Quando os bregas mandavam seu recado

O jornalista Flávio Herculano apresenta mais um artigo sobre a música brasileira e suas sinuosidades. Desta vez o panorama traçado parte do considerado "cafona" e ao que a geração internet realmente absorveu do Lado B da música popular bras...

Enquanto o Brasil ainda descobria a geração de Chico Buarque, Caetano e Gil, festejando-os nos programas de TV, nas rádios FM e nos festivais, existia um Lado B da música popular brasileira que disputava com eles em popularidade, mas não competia pelos mesmos espaços, onde não lhes cabia. Eram os “cafonas”, ouvidos nos radinhos de pilha sintonizados nas emissoras de AM, na cozinha e no quarto de empregada das nossas casas. Os primeiros ocupavam a sala de estar, enquanto os cafonas falavam aos desvalidos, muitas vezes cumprindo o papel de cronistas do sentimento (e do comportamento) popular.

Entre uma canção meramente de dor-de-cotovelo e outra, os cafonas, rotulados atualmente de bregas, falavam das mudanças de comportamento que efervesciam: drogas, divórcio, feminismo e homossexualidade, sem omitir-se também quanto a temas tabus. Lembra de Fernando Mendes falando de uma paixão platônica por uma cadeirante? Sim, era uma época em que os bregas tinham muito que dizer e o faziam de forma clara, sem verniz, sem rebuscamentos, nas mesmas cores fortes do cotidiano, como faz um Almodóvar no cinema.

A geração internet que conheceu Vanusa pelo episódio constrangedor do Hino Nacional não imagina que foi ela quem cantou mais ardorosamente os temas feministas no país na década de 70. Guardadas as proporções e o tom panfletário de suas composições, Vanusa foi a Simone de Beauvoir da nossa música aos transformar seus dramas amorosos em bandeira de luta. “A mão que te acaricia é a mesma que te esbofeteia / A boca que te beija é a mesma que te injuria / O braço que te ampara é o mesmo que te bate na cara / ... / O teu silêncio é cúmplice da violência / Acorda pra vida e pede socorro / Nada vale esse jogo”, disse Vanusa em “S.O.S Mulher”, um de seus vários temas feministas. “Hoje pode parecer um grande clichê, um exagero, mas na década de 70 isso era realmente uma novidade”, situa o jornalista e pesquisador Rodrigo Faour no livro “História Sexual da MPB”.
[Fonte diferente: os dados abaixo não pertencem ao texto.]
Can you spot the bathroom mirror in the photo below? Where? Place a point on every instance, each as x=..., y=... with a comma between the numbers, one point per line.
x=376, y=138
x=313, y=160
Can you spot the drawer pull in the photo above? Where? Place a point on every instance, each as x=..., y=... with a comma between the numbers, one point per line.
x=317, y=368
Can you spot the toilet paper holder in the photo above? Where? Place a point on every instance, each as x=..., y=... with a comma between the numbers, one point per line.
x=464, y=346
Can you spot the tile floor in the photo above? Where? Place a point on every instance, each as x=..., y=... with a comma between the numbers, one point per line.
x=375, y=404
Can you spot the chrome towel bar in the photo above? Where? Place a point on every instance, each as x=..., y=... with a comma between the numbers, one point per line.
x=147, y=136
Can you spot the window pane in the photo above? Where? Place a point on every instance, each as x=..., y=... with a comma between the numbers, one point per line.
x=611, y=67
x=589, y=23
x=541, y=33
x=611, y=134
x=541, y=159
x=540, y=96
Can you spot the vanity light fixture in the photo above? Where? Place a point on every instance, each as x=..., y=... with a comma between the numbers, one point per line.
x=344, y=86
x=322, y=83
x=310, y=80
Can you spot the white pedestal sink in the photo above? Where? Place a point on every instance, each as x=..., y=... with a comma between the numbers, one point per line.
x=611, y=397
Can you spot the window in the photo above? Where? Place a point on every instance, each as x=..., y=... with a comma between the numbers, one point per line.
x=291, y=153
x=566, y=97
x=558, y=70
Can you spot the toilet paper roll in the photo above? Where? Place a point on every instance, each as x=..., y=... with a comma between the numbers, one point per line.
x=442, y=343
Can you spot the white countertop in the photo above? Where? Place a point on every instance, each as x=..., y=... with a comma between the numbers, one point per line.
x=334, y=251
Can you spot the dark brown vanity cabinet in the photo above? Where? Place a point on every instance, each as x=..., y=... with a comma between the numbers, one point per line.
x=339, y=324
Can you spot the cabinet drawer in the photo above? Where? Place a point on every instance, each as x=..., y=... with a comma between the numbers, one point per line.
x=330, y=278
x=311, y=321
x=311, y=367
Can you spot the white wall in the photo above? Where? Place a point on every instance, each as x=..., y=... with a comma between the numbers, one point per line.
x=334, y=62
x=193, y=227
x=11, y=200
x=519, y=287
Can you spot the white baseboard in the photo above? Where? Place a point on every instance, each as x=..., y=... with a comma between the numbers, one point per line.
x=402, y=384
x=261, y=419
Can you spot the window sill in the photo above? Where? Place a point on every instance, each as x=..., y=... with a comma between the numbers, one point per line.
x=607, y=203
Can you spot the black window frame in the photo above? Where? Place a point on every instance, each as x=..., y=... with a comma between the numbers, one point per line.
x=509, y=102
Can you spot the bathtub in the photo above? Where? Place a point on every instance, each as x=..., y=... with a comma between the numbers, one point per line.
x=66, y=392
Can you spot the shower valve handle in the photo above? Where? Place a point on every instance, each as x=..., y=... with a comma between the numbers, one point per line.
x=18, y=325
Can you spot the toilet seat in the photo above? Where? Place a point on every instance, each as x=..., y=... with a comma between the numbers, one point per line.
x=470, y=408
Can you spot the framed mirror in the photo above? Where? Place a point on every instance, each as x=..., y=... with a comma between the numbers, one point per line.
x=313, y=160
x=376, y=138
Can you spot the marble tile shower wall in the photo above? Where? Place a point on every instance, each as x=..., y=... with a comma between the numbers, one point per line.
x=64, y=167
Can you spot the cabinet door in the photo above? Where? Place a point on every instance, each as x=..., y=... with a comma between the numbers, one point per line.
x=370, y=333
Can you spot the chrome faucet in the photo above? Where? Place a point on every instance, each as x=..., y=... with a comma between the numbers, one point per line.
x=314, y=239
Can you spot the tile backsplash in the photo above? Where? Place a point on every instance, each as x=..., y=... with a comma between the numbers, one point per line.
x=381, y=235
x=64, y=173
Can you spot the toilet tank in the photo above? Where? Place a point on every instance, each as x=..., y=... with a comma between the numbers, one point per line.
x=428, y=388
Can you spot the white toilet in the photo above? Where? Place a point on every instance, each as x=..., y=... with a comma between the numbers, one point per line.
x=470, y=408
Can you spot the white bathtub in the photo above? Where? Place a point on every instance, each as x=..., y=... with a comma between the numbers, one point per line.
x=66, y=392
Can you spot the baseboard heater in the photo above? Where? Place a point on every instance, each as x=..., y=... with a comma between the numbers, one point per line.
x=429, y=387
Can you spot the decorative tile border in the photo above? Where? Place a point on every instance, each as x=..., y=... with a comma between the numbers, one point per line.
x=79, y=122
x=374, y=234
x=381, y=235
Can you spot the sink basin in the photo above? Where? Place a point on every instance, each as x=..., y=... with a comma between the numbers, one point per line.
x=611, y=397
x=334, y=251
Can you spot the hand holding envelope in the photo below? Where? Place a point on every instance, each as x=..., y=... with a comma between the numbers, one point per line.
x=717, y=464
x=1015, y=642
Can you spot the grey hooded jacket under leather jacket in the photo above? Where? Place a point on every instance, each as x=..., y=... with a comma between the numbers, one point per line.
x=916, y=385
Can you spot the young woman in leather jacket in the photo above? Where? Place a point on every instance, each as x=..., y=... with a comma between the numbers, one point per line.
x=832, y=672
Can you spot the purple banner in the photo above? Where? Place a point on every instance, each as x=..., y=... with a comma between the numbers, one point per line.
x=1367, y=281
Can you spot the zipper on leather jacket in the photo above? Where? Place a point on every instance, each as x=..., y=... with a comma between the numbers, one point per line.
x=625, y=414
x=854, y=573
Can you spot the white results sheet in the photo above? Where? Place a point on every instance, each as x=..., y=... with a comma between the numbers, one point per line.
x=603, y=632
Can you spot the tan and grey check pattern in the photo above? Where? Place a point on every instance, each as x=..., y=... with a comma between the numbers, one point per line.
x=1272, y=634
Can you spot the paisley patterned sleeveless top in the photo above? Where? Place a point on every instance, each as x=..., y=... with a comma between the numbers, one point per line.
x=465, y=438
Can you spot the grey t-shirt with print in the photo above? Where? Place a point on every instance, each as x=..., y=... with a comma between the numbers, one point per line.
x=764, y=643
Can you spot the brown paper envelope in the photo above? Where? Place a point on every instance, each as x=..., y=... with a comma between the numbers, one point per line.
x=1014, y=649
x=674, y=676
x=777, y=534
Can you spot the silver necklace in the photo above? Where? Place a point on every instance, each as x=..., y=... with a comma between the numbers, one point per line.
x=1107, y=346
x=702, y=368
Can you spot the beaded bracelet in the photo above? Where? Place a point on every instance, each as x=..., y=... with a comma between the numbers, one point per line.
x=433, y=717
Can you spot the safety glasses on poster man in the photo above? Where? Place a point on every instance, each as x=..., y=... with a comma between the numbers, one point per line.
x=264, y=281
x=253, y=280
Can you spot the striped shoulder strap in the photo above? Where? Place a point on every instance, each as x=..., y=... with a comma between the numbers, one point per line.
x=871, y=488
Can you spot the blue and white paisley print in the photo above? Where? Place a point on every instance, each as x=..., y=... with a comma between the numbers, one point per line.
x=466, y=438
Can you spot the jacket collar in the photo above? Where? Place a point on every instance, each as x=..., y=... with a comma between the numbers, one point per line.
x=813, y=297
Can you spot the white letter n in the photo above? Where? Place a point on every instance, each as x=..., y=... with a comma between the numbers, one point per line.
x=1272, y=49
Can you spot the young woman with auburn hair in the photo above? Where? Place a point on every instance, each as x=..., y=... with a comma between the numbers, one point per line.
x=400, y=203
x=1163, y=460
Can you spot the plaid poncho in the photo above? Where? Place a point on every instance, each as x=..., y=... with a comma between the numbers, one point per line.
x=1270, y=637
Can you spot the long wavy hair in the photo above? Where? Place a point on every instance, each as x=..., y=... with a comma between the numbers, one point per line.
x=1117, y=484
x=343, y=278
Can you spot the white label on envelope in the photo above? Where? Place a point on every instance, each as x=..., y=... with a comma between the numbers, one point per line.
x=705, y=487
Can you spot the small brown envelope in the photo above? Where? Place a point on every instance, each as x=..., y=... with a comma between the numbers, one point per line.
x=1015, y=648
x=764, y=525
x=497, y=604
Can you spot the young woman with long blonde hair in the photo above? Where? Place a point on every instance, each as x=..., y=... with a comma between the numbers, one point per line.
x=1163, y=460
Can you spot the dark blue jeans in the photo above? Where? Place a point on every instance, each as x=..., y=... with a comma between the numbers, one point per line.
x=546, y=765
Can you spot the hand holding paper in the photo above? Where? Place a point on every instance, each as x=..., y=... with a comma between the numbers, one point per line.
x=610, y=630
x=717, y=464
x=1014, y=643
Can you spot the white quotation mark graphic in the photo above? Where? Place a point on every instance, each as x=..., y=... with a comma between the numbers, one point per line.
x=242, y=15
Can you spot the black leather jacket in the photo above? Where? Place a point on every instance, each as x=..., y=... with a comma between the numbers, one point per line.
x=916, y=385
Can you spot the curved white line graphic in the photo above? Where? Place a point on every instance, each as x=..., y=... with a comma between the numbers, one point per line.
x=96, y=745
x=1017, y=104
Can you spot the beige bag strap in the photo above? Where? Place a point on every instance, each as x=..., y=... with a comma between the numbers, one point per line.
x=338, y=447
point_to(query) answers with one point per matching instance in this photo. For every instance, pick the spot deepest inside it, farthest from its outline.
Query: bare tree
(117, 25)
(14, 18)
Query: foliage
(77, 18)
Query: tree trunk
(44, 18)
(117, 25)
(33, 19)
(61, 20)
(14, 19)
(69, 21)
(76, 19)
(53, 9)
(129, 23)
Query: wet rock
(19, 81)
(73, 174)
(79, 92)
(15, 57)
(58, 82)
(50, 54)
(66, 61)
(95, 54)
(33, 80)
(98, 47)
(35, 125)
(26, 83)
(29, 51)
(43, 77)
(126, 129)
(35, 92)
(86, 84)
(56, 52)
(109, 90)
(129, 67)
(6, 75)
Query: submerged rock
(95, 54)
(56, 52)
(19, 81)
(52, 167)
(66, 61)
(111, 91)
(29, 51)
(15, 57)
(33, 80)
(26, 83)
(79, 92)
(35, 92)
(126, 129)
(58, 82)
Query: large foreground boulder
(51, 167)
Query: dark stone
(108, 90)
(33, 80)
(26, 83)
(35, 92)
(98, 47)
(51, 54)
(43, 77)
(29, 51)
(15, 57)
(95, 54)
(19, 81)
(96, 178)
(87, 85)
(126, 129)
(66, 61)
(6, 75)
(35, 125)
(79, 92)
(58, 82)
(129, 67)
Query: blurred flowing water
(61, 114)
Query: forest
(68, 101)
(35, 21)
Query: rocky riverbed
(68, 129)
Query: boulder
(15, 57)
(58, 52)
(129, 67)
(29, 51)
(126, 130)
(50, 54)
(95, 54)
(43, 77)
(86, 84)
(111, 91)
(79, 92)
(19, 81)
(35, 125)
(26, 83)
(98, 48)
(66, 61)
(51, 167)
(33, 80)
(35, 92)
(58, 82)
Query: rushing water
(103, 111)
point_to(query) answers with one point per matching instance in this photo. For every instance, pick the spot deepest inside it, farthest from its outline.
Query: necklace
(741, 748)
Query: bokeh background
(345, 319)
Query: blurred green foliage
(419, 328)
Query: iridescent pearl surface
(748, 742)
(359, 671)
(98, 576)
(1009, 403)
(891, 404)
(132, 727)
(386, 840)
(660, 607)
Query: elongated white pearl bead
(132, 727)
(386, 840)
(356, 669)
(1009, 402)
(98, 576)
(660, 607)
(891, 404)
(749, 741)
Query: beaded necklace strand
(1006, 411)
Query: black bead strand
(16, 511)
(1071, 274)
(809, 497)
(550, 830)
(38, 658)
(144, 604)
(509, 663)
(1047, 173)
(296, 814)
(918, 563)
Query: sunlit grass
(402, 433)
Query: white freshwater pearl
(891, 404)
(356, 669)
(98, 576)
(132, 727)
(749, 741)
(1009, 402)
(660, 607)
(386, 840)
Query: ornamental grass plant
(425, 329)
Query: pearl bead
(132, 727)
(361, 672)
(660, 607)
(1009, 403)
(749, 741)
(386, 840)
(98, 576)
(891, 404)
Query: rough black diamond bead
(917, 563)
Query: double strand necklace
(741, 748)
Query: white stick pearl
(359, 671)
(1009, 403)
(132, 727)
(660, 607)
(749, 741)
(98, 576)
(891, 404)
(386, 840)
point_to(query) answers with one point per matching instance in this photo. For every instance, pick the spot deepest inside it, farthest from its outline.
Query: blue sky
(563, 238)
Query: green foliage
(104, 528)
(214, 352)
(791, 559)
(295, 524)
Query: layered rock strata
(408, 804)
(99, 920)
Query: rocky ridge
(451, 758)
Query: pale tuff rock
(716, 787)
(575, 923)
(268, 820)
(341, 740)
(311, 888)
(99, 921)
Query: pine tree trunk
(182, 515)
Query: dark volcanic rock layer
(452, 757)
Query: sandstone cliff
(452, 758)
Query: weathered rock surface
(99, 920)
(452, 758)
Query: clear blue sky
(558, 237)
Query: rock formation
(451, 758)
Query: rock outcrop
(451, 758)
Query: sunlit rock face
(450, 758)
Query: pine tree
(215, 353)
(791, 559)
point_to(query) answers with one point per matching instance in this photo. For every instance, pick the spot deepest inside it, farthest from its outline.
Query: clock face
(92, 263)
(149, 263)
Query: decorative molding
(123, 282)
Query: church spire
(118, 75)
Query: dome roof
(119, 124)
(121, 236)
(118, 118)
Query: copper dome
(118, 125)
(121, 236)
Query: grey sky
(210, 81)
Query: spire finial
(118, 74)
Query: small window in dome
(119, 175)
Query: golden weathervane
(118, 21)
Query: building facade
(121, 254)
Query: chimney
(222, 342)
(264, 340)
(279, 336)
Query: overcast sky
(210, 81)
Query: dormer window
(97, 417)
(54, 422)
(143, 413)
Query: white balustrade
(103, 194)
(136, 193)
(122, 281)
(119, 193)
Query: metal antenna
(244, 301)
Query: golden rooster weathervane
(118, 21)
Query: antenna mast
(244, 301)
Quem vê hoje Agnaldo Timóteo como político reacionário não supõe seu momento criativo e libertário quando compôs, em tom autobiográfico, em 1975, “Galeria do Amor”, em referência à Galeria Alasca, antigo reduto gay carioca. “Na galeria do amor é assim / Muita gente a procura de gente / A galeria do amor é assim / Um lugar de emoções diferentes / Onde gente que é gente se entende / Onde pode se amar livremente”. E não foi só Timóteo. Wando, Nelson Ned, Paulo Adriano e Odair José (este em duas composições) também dedicaram canções ao tema homossexual, livre de preconceitos, segundo enumera o pesquisador Paulo César Araújo no livro “Eu Não Sou Cachorro Não”.

Aliás, o goiano Odair José, conhecido como “o terror das empregadas” dado a frequência com que falava do tema, foi um prodígio na abordagem de tabus. Falou sobre o uso de drogas em “Viagem” (quero colocar na sua mente uma luz/ acabar de uma vez com os tabus/ que um dia inventaram pra gente), comemorou o advento do divórcio em “Agora sou livre”, abordou a prostituição em “Eu vou tirar você desse lugar” e foi excomungado pela Igreja Católica por defender a ideia que José e Maria não eram casados quando Jesus foi concebido e, portanto, ele seria fruto do amor livre. (No disco ópera/rock “O filho de José e Maria”, uma pérola de 1979). Antes, Odair José já tinha questionado "Cristo, quem é você?". Além disso, justo por, na época, ser tabu falar sobre métodos anticonceptivos, ele compôs o sucesso “Uma vida só” (Pare de tomar a pílula) quando o regime ditatorial implantava a política de controle de natalidade no país.

Como a censura não se restringia aos temas políticos, mas também à preservação da moral conservadora, Odair José, dizem, foi mais perseguido pelo regime militar que Chico Buarque. "A cada 12 canções que eu fazia, sete eram censuradas”, contabilizou José em entrevista ao site Censura Musical.

E assim o gênero popular seguiu em frente, de quando em vez dando seu recado e mexendo nas nossas feridas morais, em meio a um turbilhão de músicas voltadas às dores de amores (aliás, é uma característica universal da música privilegiar os dramas amorosos. É assim até na ópera). Pena a geração atual do brega não ter seguido essa receita, se restringindo ao chororô dos fins de caso.